I'm sorry to say that I must inform you that worship is not a common, everyday event. By your definition, people accidentally worship all the time. By God's definition, worship is something special and given specifically to God. See "Notes on Worship," especially the section at the end regarding whether all of life is worship.

Finally, you seem to have the mistaken notion that the church did not exist prior to the restoration movement. The restoration movement back in the 1800s was about people going back to the Bible to restore Christianity back to what it has always been.

What you are doing is subtracting from the words of God. You have decided that salvation is the only issue that is important to God. Therefore, you justify altering what God commanded in any area that you have decided does not fall in the category of salvation. I'm sorry, but being honest, partaking of the Lord's Supper, prayers, and singing are all commands of God. You have no authority to alter God's word.

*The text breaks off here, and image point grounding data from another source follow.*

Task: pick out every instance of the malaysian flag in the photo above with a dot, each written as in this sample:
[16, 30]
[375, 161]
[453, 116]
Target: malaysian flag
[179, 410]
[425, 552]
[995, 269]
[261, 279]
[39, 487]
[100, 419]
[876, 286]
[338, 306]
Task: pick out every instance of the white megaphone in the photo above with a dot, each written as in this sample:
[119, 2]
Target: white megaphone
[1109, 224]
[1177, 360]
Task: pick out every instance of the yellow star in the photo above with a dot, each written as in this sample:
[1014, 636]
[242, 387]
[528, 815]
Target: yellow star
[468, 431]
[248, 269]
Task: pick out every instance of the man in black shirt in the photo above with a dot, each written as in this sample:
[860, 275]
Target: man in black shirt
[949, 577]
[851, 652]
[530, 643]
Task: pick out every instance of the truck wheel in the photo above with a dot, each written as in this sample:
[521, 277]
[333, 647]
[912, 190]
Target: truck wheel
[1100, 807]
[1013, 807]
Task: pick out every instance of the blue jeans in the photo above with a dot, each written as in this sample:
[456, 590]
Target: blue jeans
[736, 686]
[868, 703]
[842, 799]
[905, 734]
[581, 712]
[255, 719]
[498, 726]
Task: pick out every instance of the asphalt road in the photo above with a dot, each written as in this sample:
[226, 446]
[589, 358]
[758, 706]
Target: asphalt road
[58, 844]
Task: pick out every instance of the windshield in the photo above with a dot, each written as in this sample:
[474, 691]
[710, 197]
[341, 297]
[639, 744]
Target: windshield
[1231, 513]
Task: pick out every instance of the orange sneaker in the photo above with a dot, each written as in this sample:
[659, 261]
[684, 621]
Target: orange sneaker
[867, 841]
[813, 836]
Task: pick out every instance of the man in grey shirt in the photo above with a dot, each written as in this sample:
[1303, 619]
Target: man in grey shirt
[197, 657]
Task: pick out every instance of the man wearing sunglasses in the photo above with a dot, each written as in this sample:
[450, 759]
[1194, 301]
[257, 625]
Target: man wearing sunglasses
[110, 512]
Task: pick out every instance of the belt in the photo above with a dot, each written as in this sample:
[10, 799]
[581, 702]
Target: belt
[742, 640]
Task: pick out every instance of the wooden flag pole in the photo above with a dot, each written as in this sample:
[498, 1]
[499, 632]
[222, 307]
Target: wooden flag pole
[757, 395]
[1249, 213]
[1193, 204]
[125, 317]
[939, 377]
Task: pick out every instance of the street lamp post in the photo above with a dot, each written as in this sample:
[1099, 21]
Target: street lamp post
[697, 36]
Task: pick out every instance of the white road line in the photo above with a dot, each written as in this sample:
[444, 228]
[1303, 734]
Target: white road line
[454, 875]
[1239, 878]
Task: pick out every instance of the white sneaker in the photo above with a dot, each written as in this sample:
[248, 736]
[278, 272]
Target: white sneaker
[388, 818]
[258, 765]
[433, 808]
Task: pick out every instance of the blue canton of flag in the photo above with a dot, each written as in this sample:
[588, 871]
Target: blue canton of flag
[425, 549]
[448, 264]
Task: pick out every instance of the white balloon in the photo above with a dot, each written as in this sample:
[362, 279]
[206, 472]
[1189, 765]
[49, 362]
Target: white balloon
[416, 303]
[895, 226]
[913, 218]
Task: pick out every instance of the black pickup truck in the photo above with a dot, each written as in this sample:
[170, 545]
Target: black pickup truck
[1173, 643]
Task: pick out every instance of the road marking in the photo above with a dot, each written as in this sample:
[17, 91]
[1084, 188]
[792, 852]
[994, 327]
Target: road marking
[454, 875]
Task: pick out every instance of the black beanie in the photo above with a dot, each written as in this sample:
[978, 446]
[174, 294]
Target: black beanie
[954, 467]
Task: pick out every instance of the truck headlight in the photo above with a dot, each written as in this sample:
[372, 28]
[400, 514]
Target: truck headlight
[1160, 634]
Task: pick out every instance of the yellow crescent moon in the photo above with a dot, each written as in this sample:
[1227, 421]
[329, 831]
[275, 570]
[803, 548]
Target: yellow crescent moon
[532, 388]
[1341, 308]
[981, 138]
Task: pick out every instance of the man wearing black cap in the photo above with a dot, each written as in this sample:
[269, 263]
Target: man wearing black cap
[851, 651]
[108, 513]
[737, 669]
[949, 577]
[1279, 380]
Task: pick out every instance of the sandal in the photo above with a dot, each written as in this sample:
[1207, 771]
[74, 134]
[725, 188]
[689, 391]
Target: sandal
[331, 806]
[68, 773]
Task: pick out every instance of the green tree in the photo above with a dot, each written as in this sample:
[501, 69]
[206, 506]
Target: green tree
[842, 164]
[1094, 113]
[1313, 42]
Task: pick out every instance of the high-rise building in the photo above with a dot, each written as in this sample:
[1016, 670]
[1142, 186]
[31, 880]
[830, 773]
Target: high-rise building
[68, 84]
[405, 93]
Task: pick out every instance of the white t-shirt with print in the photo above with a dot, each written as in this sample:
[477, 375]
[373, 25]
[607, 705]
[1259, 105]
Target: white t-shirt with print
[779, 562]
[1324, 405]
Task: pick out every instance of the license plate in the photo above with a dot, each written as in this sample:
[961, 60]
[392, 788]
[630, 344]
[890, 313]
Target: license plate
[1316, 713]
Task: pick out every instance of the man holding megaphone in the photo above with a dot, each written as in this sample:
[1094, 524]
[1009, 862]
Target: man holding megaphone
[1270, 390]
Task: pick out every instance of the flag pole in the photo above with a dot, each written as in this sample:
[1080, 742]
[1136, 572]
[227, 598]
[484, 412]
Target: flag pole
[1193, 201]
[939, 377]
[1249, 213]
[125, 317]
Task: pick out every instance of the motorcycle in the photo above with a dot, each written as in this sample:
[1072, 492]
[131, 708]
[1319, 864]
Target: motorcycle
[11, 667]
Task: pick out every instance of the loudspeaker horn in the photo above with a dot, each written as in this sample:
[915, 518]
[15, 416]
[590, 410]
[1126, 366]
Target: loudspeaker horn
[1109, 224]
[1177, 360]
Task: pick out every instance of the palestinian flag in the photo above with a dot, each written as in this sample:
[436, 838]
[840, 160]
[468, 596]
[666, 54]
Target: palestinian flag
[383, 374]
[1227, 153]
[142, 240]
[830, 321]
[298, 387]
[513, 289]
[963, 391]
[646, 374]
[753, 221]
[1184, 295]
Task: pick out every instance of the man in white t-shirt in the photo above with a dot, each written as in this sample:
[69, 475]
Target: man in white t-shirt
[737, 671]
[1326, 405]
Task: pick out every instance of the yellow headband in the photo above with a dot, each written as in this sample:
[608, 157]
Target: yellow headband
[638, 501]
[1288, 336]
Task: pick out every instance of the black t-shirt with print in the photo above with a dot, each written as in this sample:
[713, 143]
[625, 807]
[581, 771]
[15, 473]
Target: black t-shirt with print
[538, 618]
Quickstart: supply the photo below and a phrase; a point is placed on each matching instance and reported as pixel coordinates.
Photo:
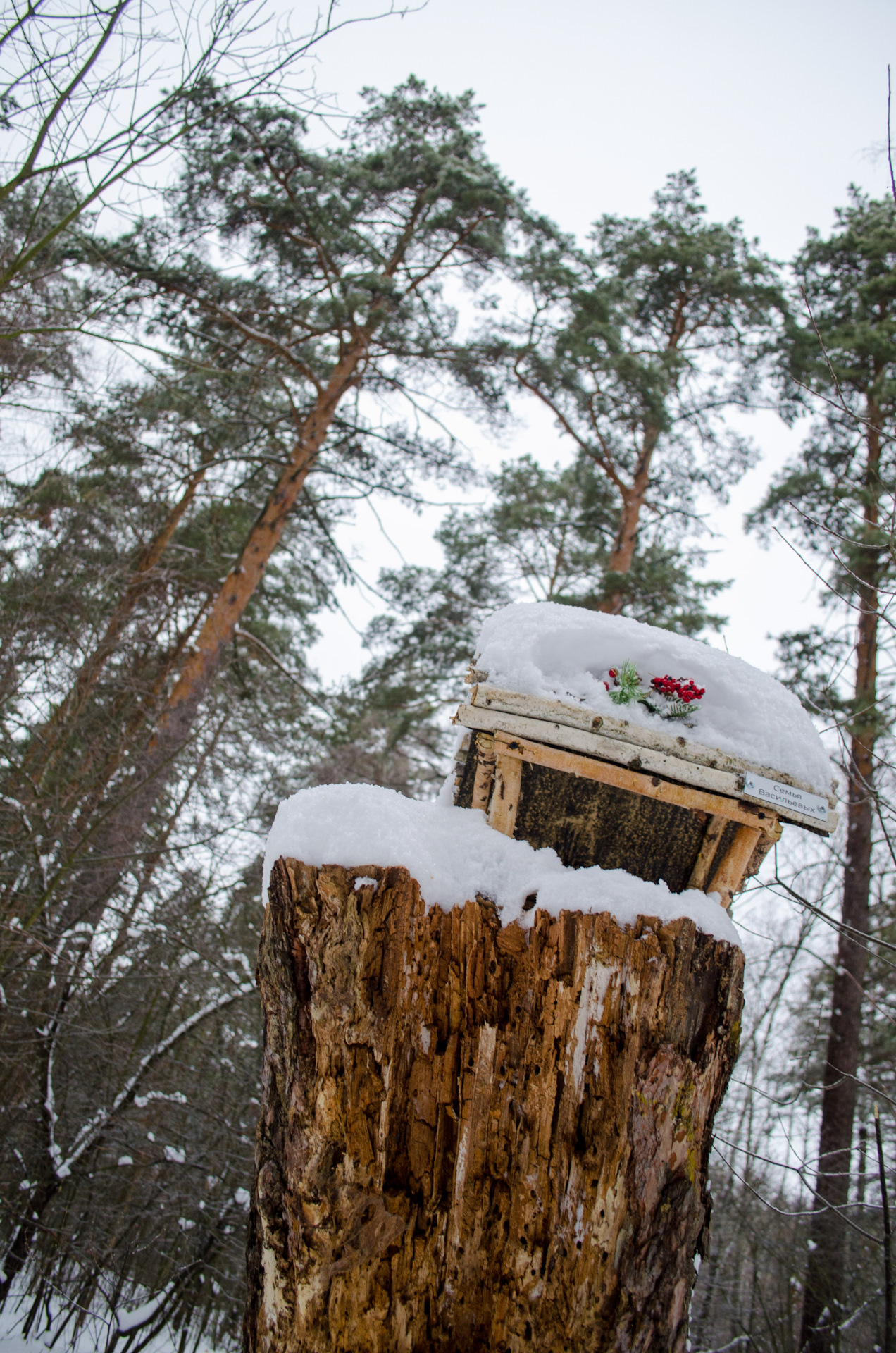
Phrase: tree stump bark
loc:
(477, 1137)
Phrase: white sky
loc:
(587, 106)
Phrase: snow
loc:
(454, 854)
(565, 653)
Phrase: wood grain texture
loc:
(477, 1137)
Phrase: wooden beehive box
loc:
(606, 792)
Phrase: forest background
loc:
(295, 389)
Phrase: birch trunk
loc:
(477, 1137)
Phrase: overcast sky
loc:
(587, 106)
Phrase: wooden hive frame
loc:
(511, 731)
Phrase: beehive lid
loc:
(543, 672)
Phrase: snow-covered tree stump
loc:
(477, 1137)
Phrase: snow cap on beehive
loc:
(565, 654)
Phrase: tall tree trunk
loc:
(823, 1299)
(623, 555)
(101, 872)
(475, 1137)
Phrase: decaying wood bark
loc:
(477, 1137)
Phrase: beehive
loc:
(606, 792)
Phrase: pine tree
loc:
(546, 535)
(637, 345)
(837, 497)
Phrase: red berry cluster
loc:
(683, 688)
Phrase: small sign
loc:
(785, 796)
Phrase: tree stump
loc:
(477, 1137)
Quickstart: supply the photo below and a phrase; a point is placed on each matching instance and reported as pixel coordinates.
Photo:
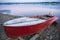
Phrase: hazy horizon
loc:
(19, 1)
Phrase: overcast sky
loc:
(29, 1)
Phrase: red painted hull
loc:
(13, 32)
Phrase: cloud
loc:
(29, 1)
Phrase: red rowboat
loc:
(26, 26)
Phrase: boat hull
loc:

"I marvel that you are turning away so soon from Him who called you in the grace of Christ, to a different gospel, which is not another; but there are some who trouble you and want to pervert the gospel of Christ. But even if we, or an angel from heaven, preach any other gospel to you than what we have preached to you, let him be accursed. As we have said before, so now I say again, if anyone preaches any other gospel to you than what you have received, let him be accursed. For do I now persuade men, or God? Or do I seek to please men? For if I still pleased men, I would not be a bondservant of Christ" (Galatians 1:6-10).